返り討ちにした三体を含めて黒獅子は全て消滅していた。だが空中にいるトキナは既に次の魔法を放とうとしている。
「くそが。京極妹に集中しようにも敵には魔族殺しのカルイラもいる。しかもシュダーディ様はさらに強い剣聖と戦闘中。俺は一体どうすりゃいいって言うんだよ」
ボコラムはしばしの間考える、だがすぐに思考を放棄した。
「まあいい。まずは京極の妹が先だ。はん、どうやって出て来たのか知らねぇが、倒した後でじっくり体に聞いてやるよぉ!」
ボコラムは無数の召喚獣をトキナに向ける。飛行タイプを全投入だ。三十体を超す数の魔物がトキナの元へと押し寄せていった。
◆ ◆ ◆ ◆ ◆
トキナの戦闘を横目に見つつ、レンセは空中要塞の甲板に降りる。
すぐに敵がレンセの周りを囲んだ。
イルハダルの構成員に創世神教会。どちらも異物であるレンセを敵と判断する。
その両方の戦力を、レンセは一瞬でミンチに変えた。
十二個の黄金球を旋回させ、六人の人間を一瞬で殺す。
レンセはこの時初めて人を殺した。だがレンセの表情に変化はない。
レンセは魔族になっても性格には変化がないように思える。だがその実少し変わっていた。

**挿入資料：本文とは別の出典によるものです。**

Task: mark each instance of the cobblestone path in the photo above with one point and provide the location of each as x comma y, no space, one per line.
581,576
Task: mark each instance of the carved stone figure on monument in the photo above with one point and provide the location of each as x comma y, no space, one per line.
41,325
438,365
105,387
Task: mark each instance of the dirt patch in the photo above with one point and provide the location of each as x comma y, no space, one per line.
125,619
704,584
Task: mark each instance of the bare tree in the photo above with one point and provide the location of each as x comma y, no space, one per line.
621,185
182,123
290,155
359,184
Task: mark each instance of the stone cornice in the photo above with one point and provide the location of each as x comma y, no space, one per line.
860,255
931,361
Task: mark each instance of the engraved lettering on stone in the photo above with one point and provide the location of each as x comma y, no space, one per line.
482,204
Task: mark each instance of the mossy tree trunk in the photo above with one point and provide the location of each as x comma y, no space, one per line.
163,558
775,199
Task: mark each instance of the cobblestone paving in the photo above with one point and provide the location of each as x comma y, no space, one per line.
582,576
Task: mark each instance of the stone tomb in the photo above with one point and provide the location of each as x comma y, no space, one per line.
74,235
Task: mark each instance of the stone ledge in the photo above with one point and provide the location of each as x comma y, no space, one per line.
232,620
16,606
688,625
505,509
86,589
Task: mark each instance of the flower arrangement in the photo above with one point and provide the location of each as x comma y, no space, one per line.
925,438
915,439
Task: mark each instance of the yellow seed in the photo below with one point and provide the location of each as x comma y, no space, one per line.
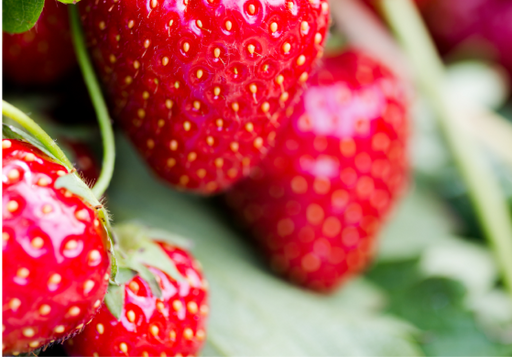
13,175
188,333
88,286
192,156
258,142
12,206
44,309
154,330
74,311
71,245
100,328
123,347
318,38
304,26
22,273
192,307
177,305
14,304
55,279
130,315
29,332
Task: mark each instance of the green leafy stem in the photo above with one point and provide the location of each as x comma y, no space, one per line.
483,187
109,149
31,126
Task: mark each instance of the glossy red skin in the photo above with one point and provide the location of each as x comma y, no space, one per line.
28,264
177,129
149,311
41,55
318,200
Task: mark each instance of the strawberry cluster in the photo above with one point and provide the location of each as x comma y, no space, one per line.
217,96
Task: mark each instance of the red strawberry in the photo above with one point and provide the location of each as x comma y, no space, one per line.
201,86
41,55
150,327
84,160
317,201
54,266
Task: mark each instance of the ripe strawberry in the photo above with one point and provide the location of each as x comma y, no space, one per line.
317,201
41,55
54,266
150,327
200,86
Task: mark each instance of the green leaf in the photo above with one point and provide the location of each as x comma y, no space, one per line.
254,313
124,275
115,300
18,16
12,132
437,306
147,275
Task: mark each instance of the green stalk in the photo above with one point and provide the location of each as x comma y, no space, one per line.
31,126
107,134
483,187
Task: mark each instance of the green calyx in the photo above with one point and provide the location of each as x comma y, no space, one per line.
137,248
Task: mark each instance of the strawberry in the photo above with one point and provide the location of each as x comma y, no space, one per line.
173,325
54,266
41,55
200,86
317,201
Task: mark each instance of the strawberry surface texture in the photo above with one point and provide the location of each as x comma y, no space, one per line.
317,202
173,325
41,55
54,266
201,85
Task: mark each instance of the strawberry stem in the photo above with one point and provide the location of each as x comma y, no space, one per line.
107,134
31,126
483,187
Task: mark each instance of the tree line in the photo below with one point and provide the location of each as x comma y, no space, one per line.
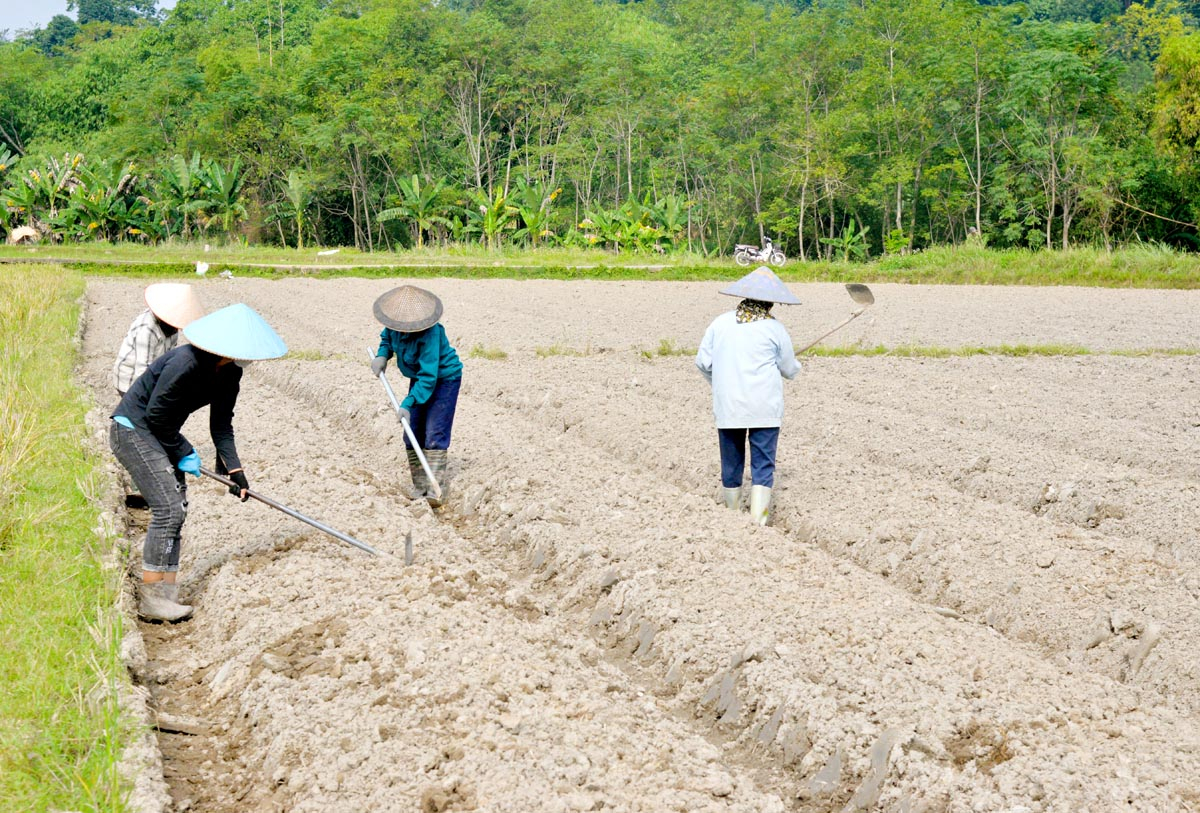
838,127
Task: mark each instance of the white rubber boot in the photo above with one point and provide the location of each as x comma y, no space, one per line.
155,606
732,498
420,480
760,504
438,463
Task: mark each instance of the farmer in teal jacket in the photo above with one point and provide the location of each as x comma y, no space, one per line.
413,335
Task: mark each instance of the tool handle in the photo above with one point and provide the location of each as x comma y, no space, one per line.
412,438
835,329
294,515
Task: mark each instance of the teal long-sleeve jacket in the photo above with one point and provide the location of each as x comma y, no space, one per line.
424,356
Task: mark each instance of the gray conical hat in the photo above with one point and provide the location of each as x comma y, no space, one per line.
762,284
174,302
408,308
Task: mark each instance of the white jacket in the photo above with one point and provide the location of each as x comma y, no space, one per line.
744,363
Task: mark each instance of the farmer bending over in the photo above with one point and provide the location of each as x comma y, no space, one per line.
743,355
145,435
424,355
171,307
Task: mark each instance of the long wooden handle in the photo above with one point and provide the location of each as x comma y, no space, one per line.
293,513
820,338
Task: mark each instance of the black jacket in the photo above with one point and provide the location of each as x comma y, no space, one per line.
177,384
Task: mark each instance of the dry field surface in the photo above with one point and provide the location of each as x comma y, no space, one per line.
979,590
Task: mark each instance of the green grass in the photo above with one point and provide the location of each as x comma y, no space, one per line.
491,354
1135,266
667,348
561,350
312,355
60,729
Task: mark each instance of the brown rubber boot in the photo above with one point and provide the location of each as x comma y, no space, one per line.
154,603
437,459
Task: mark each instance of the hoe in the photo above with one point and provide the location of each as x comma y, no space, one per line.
862,295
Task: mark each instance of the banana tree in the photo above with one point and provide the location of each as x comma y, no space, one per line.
178,188
600,227
418,205
670,215
491,216
533,204
220,199
852,241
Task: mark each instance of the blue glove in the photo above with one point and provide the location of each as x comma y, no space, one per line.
190,464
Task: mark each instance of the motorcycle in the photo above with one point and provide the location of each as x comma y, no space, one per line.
744,254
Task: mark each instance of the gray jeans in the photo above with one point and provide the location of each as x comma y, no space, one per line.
163,487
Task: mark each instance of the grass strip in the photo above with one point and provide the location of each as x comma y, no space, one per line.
60,729
1133,266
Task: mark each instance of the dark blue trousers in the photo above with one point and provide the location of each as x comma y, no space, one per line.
433,420
762,456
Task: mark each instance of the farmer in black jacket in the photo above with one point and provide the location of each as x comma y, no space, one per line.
145,435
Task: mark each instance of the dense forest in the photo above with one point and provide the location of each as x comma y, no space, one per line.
838,127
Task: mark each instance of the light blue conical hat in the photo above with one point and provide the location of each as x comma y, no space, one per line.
762,284
235,332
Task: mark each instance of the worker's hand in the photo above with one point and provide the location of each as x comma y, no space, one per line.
243,485
190,464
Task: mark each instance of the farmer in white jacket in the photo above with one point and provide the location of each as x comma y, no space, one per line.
745,355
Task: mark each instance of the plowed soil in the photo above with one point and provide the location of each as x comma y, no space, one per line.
978,590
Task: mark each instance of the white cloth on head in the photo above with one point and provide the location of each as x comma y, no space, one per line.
143,343
747,365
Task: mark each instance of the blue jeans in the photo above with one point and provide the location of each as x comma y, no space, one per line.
433,420
163,487
762,456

これは魔族化による影響より、生贄にされ落とされた影響があるかも知れない。そして何より、彩亜に辛い思いをさせてしまったという後悔が、レンセの心の在り様を変えていた。
レンセの心には、今強い優先順位が存在している。
今一番大切なのは、もちろん彩亜を助けることだ。そのためには向かって来る敵を殺すこともレンセは少しもいとわない。
レンセは感知能力を全開にして彩亜の捜索を開始した。